L’ancienne directrice de la Dalloul Art Foundation (DAF), à Beyrouth, signe le commissariat de l’exposition sur l’École de Casablanca. L’experte décrypte le développement du marché du MENA.
En quoi le marché du MENA est-il spécifique ?
Fadia Antar : C’est un marché gigogne avec différents marchés indépendants, spécifiques à chaque pays, mais qui interagissent désormais entre eux. Du Maroc à l’Iran, chaque marché de l’art s’est constitué avec ses propres marchands et ses collectionneurs. Certains sont anciens, comme en Égypte où il remonte au début du XXe siècle. Un nouveau monde de l’art sans frontières a émergé ainsi qu’un intérêt panarabe pour l’art des pays du MENA quand se sont créées, aux Émirats arabes unis, des galeries puis des institutions locales et internationales, à partir des années 2005-2007. Mais c’est la création de la foire de Dubaï et Abu Dhabi en 2007 qui a fait faire un saut en avant à ce marché de l’art du MENA. Une jeune génération de collectionneurs est apparue, intéressée d’abord par l’art moderne de la région, puis par l’art contemporain.
Quel impact cela a-t-il sur la valeur des œuvres ?

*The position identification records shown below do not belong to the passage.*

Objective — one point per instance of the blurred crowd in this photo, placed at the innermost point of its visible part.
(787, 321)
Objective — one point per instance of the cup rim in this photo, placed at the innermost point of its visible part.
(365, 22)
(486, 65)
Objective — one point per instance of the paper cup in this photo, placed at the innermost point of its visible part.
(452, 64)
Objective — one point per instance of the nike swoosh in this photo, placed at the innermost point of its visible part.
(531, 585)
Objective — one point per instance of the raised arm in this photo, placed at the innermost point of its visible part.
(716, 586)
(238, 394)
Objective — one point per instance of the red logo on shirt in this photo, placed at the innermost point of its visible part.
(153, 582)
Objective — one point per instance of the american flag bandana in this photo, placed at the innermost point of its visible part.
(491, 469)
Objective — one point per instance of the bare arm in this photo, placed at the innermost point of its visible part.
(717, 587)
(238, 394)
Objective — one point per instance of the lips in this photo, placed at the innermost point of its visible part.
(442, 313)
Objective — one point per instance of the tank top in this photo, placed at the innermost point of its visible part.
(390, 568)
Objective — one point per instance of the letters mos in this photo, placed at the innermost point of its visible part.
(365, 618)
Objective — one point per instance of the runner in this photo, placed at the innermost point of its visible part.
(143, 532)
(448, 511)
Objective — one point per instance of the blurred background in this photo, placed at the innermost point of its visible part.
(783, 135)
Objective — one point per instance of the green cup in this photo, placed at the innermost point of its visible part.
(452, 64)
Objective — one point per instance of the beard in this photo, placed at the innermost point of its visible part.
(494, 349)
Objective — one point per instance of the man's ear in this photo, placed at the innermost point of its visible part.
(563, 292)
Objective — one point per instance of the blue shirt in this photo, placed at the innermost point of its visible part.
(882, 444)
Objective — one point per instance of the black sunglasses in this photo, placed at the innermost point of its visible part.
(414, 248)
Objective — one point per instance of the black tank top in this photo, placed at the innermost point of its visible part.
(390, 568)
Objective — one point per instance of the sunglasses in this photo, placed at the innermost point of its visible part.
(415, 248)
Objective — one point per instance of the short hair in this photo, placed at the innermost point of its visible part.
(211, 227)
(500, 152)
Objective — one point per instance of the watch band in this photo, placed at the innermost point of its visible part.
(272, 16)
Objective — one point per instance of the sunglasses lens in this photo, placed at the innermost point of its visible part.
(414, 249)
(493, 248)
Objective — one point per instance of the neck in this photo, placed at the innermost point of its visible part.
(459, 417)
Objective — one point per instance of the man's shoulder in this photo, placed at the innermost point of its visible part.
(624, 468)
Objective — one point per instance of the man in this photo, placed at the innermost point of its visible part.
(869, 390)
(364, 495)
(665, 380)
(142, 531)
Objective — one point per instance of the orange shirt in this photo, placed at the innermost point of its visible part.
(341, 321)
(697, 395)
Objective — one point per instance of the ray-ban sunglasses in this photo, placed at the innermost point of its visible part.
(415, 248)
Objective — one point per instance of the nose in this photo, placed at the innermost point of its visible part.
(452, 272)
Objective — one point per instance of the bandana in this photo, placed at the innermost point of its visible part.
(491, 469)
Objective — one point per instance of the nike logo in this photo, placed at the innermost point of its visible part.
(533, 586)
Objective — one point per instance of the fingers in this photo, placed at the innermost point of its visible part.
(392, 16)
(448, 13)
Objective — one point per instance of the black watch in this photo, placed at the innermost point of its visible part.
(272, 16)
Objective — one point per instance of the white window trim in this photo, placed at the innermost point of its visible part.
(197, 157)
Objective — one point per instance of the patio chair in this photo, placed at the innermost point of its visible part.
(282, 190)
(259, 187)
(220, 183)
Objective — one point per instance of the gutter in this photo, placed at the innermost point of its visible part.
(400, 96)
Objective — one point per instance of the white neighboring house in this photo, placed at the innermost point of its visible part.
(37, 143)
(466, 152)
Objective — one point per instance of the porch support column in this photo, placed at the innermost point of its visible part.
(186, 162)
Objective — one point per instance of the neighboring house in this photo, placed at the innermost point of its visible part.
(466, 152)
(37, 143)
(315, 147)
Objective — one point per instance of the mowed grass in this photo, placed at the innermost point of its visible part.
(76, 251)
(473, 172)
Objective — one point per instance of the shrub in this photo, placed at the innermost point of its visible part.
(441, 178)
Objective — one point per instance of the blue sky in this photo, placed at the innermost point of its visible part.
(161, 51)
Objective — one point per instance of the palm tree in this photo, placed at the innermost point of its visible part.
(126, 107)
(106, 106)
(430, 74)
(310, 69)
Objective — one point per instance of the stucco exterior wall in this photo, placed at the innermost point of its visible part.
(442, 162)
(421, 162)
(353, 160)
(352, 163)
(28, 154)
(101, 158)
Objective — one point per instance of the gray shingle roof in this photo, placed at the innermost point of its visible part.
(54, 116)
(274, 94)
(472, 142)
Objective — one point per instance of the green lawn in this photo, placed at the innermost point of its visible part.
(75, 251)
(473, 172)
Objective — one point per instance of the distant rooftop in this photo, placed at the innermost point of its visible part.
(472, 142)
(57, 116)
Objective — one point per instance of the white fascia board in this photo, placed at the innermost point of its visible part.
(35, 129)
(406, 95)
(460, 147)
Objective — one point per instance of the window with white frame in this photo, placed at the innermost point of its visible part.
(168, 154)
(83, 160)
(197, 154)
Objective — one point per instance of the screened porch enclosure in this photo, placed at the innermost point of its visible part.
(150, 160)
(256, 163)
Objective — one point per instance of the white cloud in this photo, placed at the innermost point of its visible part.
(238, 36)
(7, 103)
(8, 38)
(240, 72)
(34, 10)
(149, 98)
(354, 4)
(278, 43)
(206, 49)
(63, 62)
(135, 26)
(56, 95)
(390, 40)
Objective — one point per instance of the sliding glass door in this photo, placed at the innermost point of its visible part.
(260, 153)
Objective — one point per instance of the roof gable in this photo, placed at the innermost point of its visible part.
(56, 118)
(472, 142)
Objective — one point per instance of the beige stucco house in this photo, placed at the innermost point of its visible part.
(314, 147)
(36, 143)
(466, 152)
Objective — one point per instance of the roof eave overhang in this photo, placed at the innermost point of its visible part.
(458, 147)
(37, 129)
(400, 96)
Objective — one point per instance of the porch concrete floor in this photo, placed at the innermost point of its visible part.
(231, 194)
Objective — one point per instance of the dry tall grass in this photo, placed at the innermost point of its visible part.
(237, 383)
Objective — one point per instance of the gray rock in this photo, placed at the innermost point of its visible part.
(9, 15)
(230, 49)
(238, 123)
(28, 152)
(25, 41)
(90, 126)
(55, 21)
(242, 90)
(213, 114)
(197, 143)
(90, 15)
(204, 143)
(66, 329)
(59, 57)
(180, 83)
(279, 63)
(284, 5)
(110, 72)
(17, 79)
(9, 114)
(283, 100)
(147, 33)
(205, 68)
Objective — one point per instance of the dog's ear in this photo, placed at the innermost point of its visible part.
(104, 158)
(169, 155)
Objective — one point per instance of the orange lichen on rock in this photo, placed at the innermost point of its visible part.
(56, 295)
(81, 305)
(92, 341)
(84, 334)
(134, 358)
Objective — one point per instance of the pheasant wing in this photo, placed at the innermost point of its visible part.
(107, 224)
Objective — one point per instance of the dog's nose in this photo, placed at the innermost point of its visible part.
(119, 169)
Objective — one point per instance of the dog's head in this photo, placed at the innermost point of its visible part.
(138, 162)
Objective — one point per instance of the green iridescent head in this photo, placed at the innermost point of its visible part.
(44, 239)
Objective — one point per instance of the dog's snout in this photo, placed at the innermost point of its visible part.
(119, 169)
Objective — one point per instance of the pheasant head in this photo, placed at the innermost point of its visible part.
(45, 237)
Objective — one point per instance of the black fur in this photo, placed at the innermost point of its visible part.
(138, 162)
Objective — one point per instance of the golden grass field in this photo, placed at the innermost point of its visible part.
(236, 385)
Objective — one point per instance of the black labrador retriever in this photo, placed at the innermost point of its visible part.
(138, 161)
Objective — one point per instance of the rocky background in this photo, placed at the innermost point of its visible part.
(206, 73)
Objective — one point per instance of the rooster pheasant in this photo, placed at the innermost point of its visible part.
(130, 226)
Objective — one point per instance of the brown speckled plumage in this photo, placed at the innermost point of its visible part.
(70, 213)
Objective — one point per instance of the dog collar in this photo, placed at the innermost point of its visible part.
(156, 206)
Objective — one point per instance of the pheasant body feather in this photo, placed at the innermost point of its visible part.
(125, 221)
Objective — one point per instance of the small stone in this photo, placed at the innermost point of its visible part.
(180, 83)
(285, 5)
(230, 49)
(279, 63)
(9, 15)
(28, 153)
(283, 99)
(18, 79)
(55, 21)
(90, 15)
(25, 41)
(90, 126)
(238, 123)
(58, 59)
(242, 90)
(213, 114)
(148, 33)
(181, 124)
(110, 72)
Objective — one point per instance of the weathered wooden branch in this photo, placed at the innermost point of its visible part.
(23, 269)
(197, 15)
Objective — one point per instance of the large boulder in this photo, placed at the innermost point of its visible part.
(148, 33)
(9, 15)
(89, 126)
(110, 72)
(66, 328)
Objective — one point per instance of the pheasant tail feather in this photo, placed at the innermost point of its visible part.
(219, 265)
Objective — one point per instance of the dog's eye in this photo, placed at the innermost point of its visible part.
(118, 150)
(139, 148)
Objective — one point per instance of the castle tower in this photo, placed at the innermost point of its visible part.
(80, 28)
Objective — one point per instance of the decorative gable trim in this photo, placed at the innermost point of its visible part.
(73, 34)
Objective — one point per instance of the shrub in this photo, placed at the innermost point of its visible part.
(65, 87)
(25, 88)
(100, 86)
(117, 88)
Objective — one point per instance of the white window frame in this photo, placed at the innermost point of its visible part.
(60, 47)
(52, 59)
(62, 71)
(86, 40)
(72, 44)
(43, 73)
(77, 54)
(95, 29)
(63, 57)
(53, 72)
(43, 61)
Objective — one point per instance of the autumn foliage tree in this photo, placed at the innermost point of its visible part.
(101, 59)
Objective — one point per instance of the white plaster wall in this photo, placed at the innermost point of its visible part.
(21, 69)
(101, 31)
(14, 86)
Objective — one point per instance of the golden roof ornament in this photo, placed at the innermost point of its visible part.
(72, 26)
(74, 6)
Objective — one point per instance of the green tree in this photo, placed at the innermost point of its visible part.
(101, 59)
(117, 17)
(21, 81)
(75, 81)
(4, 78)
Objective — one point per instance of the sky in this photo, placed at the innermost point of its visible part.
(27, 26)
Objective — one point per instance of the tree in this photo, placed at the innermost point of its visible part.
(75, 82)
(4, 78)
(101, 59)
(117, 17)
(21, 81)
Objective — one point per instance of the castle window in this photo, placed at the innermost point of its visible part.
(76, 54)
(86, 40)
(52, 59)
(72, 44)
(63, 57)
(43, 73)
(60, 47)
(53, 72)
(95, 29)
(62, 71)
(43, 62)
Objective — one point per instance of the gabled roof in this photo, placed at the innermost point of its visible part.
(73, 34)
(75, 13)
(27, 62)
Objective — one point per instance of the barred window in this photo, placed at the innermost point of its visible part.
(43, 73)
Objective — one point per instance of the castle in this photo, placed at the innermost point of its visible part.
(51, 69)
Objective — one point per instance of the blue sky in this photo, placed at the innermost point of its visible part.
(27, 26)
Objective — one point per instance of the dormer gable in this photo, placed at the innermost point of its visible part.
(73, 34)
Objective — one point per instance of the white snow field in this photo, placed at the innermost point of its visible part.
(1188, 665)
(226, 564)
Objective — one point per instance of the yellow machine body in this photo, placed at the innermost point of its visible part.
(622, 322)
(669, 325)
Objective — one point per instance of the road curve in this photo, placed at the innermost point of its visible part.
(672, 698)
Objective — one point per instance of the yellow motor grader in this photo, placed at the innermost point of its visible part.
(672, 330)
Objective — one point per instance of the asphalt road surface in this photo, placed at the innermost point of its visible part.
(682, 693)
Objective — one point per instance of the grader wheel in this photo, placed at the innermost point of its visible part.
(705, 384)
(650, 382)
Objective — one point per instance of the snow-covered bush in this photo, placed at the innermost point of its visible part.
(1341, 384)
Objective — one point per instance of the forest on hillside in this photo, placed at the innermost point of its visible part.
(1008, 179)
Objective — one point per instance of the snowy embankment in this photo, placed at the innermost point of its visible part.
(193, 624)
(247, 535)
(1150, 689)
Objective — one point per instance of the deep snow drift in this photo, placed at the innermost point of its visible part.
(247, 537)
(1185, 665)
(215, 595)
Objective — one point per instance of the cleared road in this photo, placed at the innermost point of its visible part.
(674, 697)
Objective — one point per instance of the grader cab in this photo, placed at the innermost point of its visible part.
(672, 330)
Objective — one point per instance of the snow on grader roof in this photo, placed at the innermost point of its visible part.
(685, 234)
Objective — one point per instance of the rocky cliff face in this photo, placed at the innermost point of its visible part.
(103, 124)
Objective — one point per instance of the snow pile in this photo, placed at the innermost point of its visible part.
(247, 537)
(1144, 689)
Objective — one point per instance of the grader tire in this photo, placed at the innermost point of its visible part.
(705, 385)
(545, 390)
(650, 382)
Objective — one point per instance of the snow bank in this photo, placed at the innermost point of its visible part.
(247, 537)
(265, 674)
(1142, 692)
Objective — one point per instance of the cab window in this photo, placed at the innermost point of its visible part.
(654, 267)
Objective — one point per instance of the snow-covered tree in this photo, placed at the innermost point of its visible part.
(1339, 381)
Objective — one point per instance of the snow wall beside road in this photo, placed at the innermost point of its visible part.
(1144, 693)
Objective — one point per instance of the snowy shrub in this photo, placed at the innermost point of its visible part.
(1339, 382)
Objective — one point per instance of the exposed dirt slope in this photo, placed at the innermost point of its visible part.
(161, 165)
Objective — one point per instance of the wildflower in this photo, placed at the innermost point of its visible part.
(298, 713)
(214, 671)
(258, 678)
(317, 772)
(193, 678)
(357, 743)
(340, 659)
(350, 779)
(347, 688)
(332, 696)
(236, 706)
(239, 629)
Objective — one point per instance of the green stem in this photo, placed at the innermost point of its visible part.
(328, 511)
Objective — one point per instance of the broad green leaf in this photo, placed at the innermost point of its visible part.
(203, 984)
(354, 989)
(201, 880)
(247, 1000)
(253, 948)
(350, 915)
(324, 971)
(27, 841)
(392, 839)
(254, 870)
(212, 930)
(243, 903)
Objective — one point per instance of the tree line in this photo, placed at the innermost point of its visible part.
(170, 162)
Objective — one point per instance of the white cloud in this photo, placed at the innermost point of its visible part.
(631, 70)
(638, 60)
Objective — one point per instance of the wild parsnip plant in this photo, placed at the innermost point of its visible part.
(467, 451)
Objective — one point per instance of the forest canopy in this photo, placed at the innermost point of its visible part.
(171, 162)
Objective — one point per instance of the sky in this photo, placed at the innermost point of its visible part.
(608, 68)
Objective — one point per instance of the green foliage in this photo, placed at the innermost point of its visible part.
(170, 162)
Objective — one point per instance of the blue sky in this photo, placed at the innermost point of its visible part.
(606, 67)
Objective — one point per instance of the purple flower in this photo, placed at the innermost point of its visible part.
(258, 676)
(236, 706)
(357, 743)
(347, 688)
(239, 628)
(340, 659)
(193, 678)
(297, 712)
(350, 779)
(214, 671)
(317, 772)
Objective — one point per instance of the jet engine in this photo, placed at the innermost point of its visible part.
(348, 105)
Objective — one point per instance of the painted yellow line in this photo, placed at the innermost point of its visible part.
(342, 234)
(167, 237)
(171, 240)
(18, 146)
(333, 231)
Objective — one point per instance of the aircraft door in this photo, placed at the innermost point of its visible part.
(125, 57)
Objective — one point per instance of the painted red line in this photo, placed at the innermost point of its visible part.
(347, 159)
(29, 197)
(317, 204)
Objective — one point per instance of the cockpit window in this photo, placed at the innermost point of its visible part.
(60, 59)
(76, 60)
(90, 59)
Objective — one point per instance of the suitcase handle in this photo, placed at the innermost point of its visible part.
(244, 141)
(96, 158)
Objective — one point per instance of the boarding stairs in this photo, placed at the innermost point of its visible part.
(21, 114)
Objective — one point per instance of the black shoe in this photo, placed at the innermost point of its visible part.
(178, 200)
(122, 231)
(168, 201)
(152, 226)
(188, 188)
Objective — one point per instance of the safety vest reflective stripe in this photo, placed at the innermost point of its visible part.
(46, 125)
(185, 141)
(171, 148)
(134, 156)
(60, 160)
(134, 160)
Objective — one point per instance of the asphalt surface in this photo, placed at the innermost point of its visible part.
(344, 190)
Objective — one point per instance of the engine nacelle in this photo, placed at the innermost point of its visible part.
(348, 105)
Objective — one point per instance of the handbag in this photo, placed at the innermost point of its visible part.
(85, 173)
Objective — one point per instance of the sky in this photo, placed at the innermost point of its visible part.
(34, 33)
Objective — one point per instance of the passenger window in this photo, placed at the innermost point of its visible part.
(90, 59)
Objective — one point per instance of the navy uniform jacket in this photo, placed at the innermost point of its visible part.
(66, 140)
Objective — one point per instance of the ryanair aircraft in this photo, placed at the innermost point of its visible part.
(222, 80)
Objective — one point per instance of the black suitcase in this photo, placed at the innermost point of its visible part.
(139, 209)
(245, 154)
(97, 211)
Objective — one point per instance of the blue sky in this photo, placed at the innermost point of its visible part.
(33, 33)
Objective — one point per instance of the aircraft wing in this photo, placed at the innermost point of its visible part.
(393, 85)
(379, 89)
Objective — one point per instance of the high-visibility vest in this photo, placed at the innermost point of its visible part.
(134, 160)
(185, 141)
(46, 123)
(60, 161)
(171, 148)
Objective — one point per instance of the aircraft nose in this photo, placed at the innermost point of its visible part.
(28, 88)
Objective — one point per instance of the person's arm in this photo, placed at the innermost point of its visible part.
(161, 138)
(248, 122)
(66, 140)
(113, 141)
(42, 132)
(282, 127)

F.A. : Un accroissement important auquel l’ouverture des bureaux de Christie’s et Sotheby’s à Dubaï a participé. La crise économique et la pandémie ont régulé les cotes, sans les faire baisser, la demande des nouvelles institutions du MENA comme celle des nouveaux collectionneurs de ces régions demeurant importante. Toutefois, les prix des œuvres des artistes modernes restent bas alors qu’ils sont maintenant collectionnés par des musées dans le monde entier. Pour que cela change, l’ouverture vers l’international doit être plus importante. Menart Fair permet cette ouverture.
Menart Fair est-elle un acteur du développement du marché ?
F.A. : Complètement. La première strate s’est formée avec la création d’écoles d’art, de galeries et l’émergence d’une première génération de marchands et de collectionneurs. La deuxième strate a été induite par le développement de Dubaï, du Qatar et de l’Arabie saoudite, grands acheteurs d’art du MENA. La troisième strate, qui se forme désormais, est portée par l’enjeu, pour les artistes et les galeristes de l’art du Moyen-Orient et du Maghreb, d’avoir une meilleure visibilité à l’international. Des galeries du MENA, certes encore peu nombreuses, commencent à participer à des foires internationales : certaines louent aussi des espaces, par exemple à Londres, pour exposer leurs artistes, tandis que des galeries internationales représentent aujourd’hui des artistes du MENA. Menart Fair, à Paris puis en janvier 2023 à Bruxelles, consolident cette dynamique. Le marché du MENA en a vraiment besoin.